Eight Syrians die in Yemeni warplane crash
The incident happened while landing at Al-Anad Military Base in Lahj, south Yemen and a Yemeni pilot also died, while his assistant was injured.
However, Yemen’s army forces loyal to the revolution said in statement on Wednesday that the eight died Syrian technicians were in fact pilots. It claimed they were were brought from Syria to Yemen to quell the Yemen opposition forces after native pilots refused orders to shoot their own people.
The Syrian and Yemeni regimes claimed that the incident was a simple accident. However, the defected armored division in Yemen claimed that the Yemeni pilot, Abd Al-Aziz Al-Shami who flew the plane had shut down the engines before landing at the military base.
“The eight Syrian pilots arrived in Sana’a on Monday October 24 and after desperate attempts from the regime to move the coming Syrians to Al-Anad military base, Yemeni pilot Abd Al-Aziz Al-Shami volunteered but secretly told colleagues that they [Syrian pilots] would not reach their destination,” read the statement by the Yemen’s defected army.

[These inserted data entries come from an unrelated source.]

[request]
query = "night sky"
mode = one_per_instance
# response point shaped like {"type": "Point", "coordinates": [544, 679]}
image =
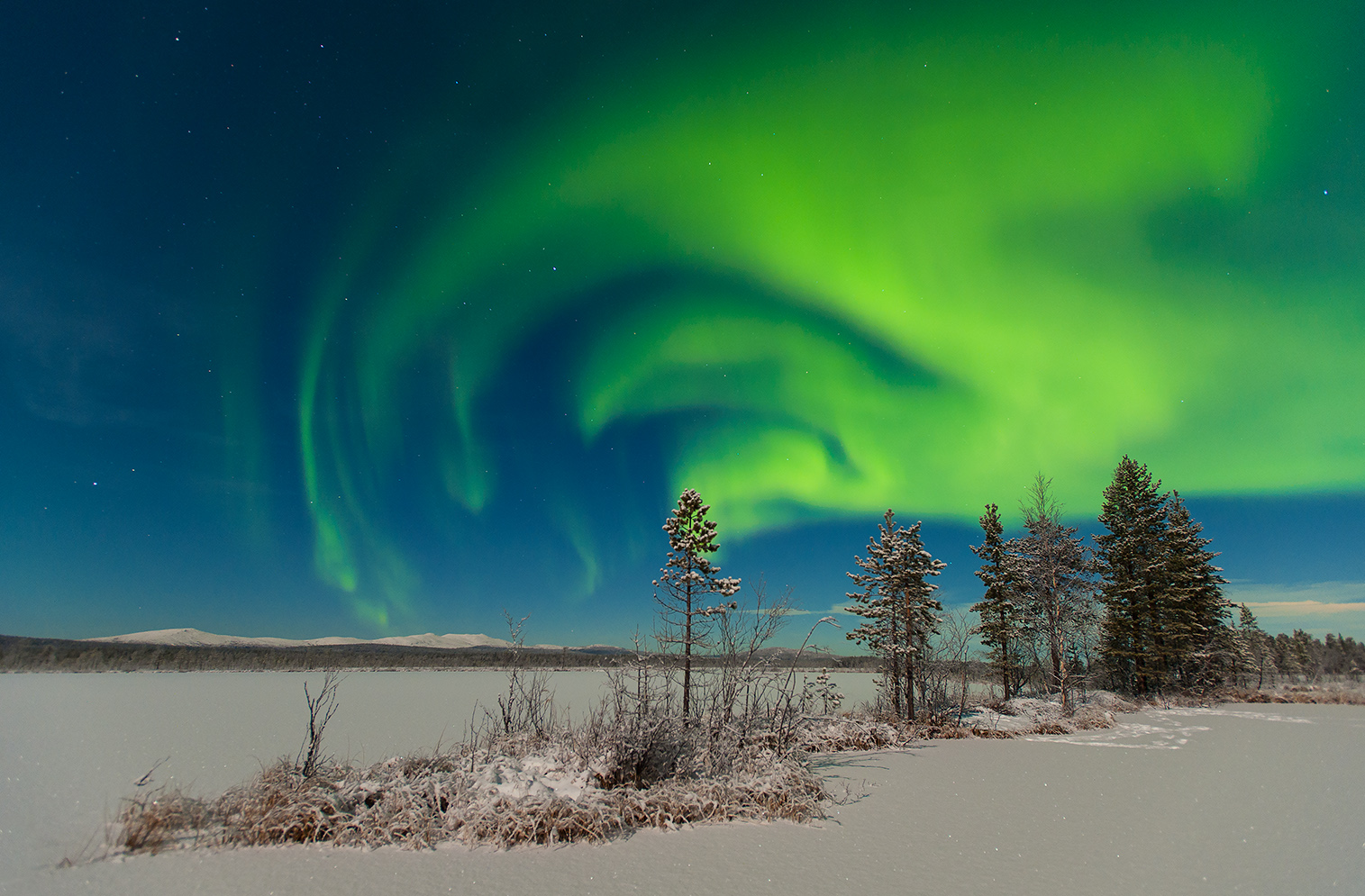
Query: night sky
{"type": "Point", "coordinates": [369, 318]}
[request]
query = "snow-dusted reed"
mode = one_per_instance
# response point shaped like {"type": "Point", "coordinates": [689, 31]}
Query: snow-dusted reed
{"type": "Point", "coordinates": [1259, 800]}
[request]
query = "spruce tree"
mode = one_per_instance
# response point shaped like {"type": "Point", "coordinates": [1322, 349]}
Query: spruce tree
{"type": "Point", "coordinates": [1195, 611]}
{"type": "Point", "coordinates": [1129, 558]}
{"type": "Point", "coordinates": [686, 580]}
{"type": "Point", "coordinates": [1055, 578]}
{"type": "Point", "coordinates": [898, 604]}
{"type": "Point", "coordinates": [1166, 618]}
{"type": "Point", "coordinates": [998, 609]}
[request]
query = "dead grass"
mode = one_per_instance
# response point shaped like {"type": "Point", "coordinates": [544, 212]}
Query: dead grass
{"type": "Point", "coordinates": [478, 800]}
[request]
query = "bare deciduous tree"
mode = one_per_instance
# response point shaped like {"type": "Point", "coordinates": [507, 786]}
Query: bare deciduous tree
{"type": "Point", "coordinates": [321, 710]}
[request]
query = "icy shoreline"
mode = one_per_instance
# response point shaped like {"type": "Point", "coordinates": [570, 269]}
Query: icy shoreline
{"type": "Point", "coordinates": [1253, 798]}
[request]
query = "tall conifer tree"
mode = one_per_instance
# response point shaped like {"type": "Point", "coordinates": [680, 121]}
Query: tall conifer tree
{"type": "Point", "coordinates": [897, 603]}
{"type": "Point", "coordinates": [686, 580]}
{"type": "Point", "coordinates": [1129, 558]}
{"type": "Point", "coordinates": [998, 609]}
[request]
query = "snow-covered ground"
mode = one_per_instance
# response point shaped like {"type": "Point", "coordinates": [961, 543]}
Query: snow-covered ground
{"type": "Point", "coordinates": [1240, 798]}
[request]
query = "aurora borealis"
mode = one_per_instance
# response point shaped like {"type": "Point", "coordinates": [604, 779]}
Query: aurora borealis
{"type": "Point", "coordinates": [410, 318]}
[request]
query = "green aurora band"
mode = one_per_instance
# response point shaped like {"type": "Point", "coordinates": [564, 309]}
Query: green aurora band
{"type": "Point", "coordinates": [904, 262]}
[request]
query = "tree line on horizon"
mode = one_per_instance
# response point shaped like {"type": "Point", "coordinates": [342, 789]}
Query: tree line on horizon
{"type": "Point", "coordinates": [1142, 610]}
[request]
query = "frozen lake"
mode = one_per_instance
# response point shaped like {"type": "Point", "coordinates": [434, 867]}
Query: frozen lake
{"type": "Point", "coordinates": [1240, 798]}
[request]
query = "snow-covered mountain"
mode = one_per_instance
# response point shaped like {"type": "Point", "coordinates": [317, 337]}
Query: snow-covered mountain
{"type": "Point", "coordinates": [193, 638]}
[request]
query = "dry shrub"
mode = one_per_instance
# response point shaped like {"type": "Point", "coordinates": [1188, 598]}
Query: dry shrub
{"type": "Point", "coordinates": [474, 798]}
{"type": "Point", "coordinates": [161, 819]}
{"type": "Point", "coordinates": [1051, 727]}
{"type": "Point", "coordinates": [845, 733]}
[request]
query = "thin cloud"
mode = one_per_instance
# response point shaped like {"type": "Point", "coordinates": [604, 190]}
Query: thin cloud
{"type": "Point", "coordinates": [1309, 599]}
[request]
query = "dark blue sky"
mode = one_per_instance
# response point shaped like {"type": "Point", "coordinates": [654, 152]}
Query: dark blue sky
{"type": "Point", "coordinates": [190, 196]}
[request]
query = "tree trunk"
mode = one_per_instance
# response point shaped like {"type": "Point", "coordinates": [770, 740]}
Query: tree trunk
{"type": "Point", "coordinates": [687, 655]}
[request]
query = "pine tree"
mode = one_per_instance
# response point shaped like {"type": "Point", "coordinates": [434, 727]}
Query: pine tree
{"type": "Point", "coordinates": [1166, 618]}
{"type": "Point", "coordinates": [1128, 558]}
{"type": "Point", "coordinates": [998, 609]}
{"type": "Point", "coordinates": [1054, 573]}
{"type": "Point", "coordinates": [898, 604]}
{"type": "Point", "coordinates": [686, 580]}
{"type": "Point", "coordinates": [1195, 611]}
{"type": "Point", "coordinates": [1255, 648]}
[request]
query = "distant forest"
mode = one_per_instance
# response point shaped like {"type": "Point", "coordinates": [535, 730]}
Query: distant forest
{"type": "Point", "coordinates": [56, 655]}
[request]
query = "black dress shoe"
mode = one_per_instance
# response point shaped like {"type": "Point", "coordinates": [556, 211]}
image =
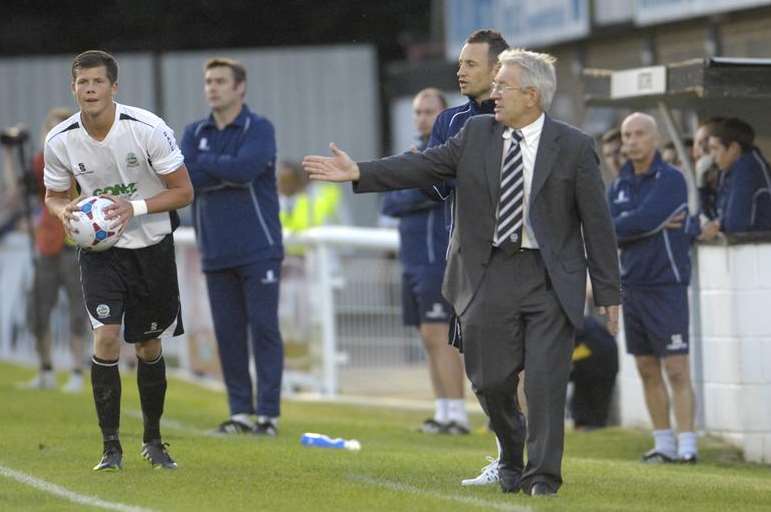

“And on Tuesday night the revolutionary pilot Al-Shami flew the plane and shut it down in Al-Sabiha area of Lahj and the Syrian pilots were killed,” the statement said.
Abdo Al-Janadi, Yemen’s deputy minister of information stated that this was a falsehood by the defected First Armored Division and that “the opposition uses such allegations to gain the public and international support.”
“These were just Syrian technicians who came to Yemen according to a cooperation agreement between the Arab states,” Al-Janadi said. “The Yemeni air force has not been used yet against the revolution, the defected army or the tribal forces.”
A solider from Yemen’s elite army the Republican Guards [commanded by president Saleh’s son], who requested anonymity, said that Saleh’s forces have been using warplanes against the opposition tribal forces in Arhab, north Sana’a.
And the tribal forces in Arhab who have been battling Saleh’s loyal forces since last May have shut down a Yemeni military plane late last September by anti-aircraft weapons.
The bodies of dead Syrians and the Yemeni pilot as well as other Yemeni military officers who were on the board during the accident are still in a hospital in Aden, according to local sources.